Red bean paste filling
Before I forget, the recipe for red bean paste is the same as the one for red bean steamed buns. If you recall, I only used half of the filling when making the steamed buns, so this time I use the remaining half for making my of matcha anpan.
My family loves red bean paste and we practically inhale the stuff, so it is always wise for me to make a bigger batch. If you are making the filling only for the matcha anpan, feel free to half the filling recipe, though I prefer to have extra filling than running out of it.
Shaping and filling the bread
Once the dough has finished proofing, punch to release air bubbles, and knead again for two minutes.
To replicate the shape of anpan from bakeries, I divide the dough into 12 portions, flatten each portion, place one medium ice cream scoop (1 1⁄2 tablespoon) worth of filling at the center, gather the dough edges and seal, and gently shape into a round shape. Repeat for the other 11 portions.
There is no correct or wrong way in shaping a bread roll, so feel free to shape your bread in any way you like.
Final proofing and baking the bread
Place all the bread rolls in a baking tray lined with a parchment paper and let it proof again for another 45 minutes, or until the volume is at least 50% bigger.
Preheat your oven to 200 Celsius (400 Fahrenheit). Prepare an egg wash by mixing one egg with one teaspoon of milk or water.
Brush the top surface of the dough liberally with the egg wash. Sprinkle the top with some toasted black sesame seeds, then bake in the preheated oven for about 12-15 minutes, or until golden brown. Serve immediately.
- Red bean paste filling
- 300 gram red bean
- 300 gram sugar
- 1 1/2 tablespoon honey (optional) (*)
- a pinch of salt
- 150 ml warm milk (38 Celsius or 100 Fahrenheit)
- 5 gram active dry yeast
- 5 gram sugar
- 280 gram all purpose flour
- 20 gram matcha (Japanese green tea powder)
- 10 gram sugar
- 4 gram salt
- 1 egg
- 2 tablespoon butter, room temperature
- Egg wash (mix together)
- 1 egg
- 1 teaspoon milk/water
- Garnish (optional)
- toasted black sesame seeds
- Red bean paste filling
- In a pot, soak well rinsed red beans in ample of fresh cold water for at least 8 hours or overnight. Heat until boiling, add 4 cups of water. When it boils the second time, drain in a sieve.
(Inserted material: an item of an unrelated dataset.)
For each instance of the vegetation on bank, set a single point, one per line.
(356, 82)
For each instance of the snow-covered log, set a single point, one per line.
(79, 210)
- In fresh cold water, boil beans again until tender and slightly fall apart. Add water so that liquid always covers the beans by about 1 inch while cooking. Drain again in a sieve.
- Transfer beans back to a pot, add sugar, and mix well. Cook over low heat and stir gently.
- Add honey, and mix well. Add a pinch of salt, stir lightly, and remove from heat.
- Mash with the side of a spatula or a potato masher. Chill until needed.
- Mix together warm milk, active dry yeast, and 5 gram sugar. Let rest for 20 minutes until foamy.
- In a large mixing bowl, whisk together all purpose flour, matcha, 10 gram sugar, and salt. Make a well, then pour the foamy yeast solution, egg, and butter. Knead into a smooth, soft, elastic, and non-sticky dough. If the dough is too sticky, you may add 1-2 tablespoon of all purpose flour. Kneading time is 20 minutes.
- Place the dough in the bowl, wrap with wet kitchen towel or saran wrap. Let it proof until the volume is doubled, about 1 hour in warm kitchen.
- Punch the dough to release air bubbles, knead for 2 minutes, then divide into 12 portions.
- Roll a piece of dough into a flat circle of about 4 inch diameter. Place one medium ice cream scoop worth of red bean paste filling on the center of the dough (about 1 1/2 tablespoon), then gather the edges and close the seam tightly to fully enclose the filling inside the dough. Place on a baking tray lined with parchment paper. Repeat for the other 11 portions.
- Proof again for 45 minutes, or until the bread is 50% bigger.
- Preheat oven to 200 Celsius (400 Fahrenheit).
- Brush the top of each bread liberally with egg wash, and sprinkle the top with toasted black sesame seeds. Bake in preheated oven for 12-15 minutes, or until golden brown.
- Best served warm when out from the oven. The bread should be fresh for up to 3 days.